In the X-Men comic books, Magneto fights by controlling magnetic fields; now a new study suggests that perhaps non-villains can sense magnetic fields too. Fruit flies can use a protein abundant in people’s retinas to sense magnetic fields, scientists at the University of Massachusetts Medical School in Worcester report June 21 in Nature Communications. Researchers swapped a human light-sensing molecule called cryptochrome with the flies’ own magnetic field-sensing protein. The human protein allowed the flies to distinguish between high and normal magnetic fields. The results revive a controversial debate over whether humans can detect magnetic fields, the authors write. —Laura Sanders

Russia Backtracks on Plan to Sink Space Station (Submitted by Tuti Kopper)

Despite earlier comments indicating the station would be sunk by 2020, a spokesperson says they hope to extend the station's life.

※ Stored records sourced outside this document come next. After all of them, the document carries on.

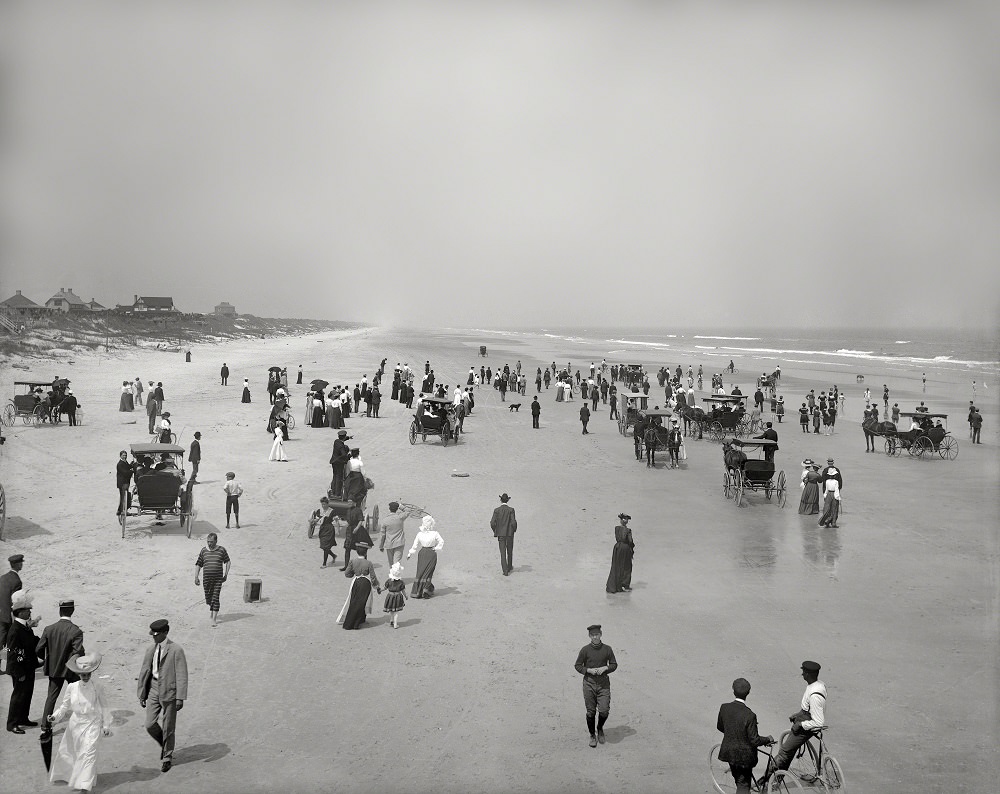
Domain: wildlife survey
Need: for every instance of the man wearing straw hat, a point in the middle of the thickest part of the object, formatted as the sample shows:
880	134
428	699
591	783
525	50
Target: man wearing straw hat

A watery fate may have to wait.
Russia's space agency backpedaled Thursday from an international outcry over comments by deputy head Vitaly Davydov, who said Russia planned to sink the International Space Station into the Pacific Ocean in 2020.
"The partners have agreed to continue the ISS operation until 2020. The partners will also approve an extended period of the ISS," agency press secretary Anna Vedishcheva told Russian news agency Interfax-AVN on Thursday.
At a 2010 meeting of the international science agencies that run the ship, most agreed that an "extended period" of operation was a common goal. But Vedischeva continued to stress the spacebase's ultimate fate: a watery grave at the depths of the Pacific Ocean.
"The only way to dispose of the station is to sink it," Vedishcheva said, a necessary evil required "to avoid the appearance of a large amount of space debris in orbit."
She described media reports on the Russian space agency's comments as "distorted."
After sinking hundreds of millions into construction of the space station -- billions if you include the cost of the space shuttle flights that carried the ISS modules into orbit -- knowledgeable government sources and NASA spokesmen were aghast Wednesday at Davydov's unilateral declaration of the station's fate.
"This isn't the first time I've seen Russia come out with a statement that seems to be coming out of their own stovepipes," one knowledgeable congressional representative told FoxNews.com Wednesday. "I would give it no credence at all."
"NASA would have advised us ahead of time if there were any agreement along those lines," he said.
Indeed, NASA claimed they were in talks to extend the station's services: "The partnership is currently working to certify on-orbit elements through 2028," NASA spokesman Joshua Buck told FoxNews.com.
Russian officials now claim the focus was always on the method of disposal and not about setting concrete deadlines.
The space station represents a massive, worldwide accomplishment, spanning an area the size of a football field. It has been continuously occupied for nearly 11 years, and has travelled more than 1.5 billion miles -- the equivalent of eight round trips to the Sun -- over the course of over 57,000 orbits around the Earth, NASA notes.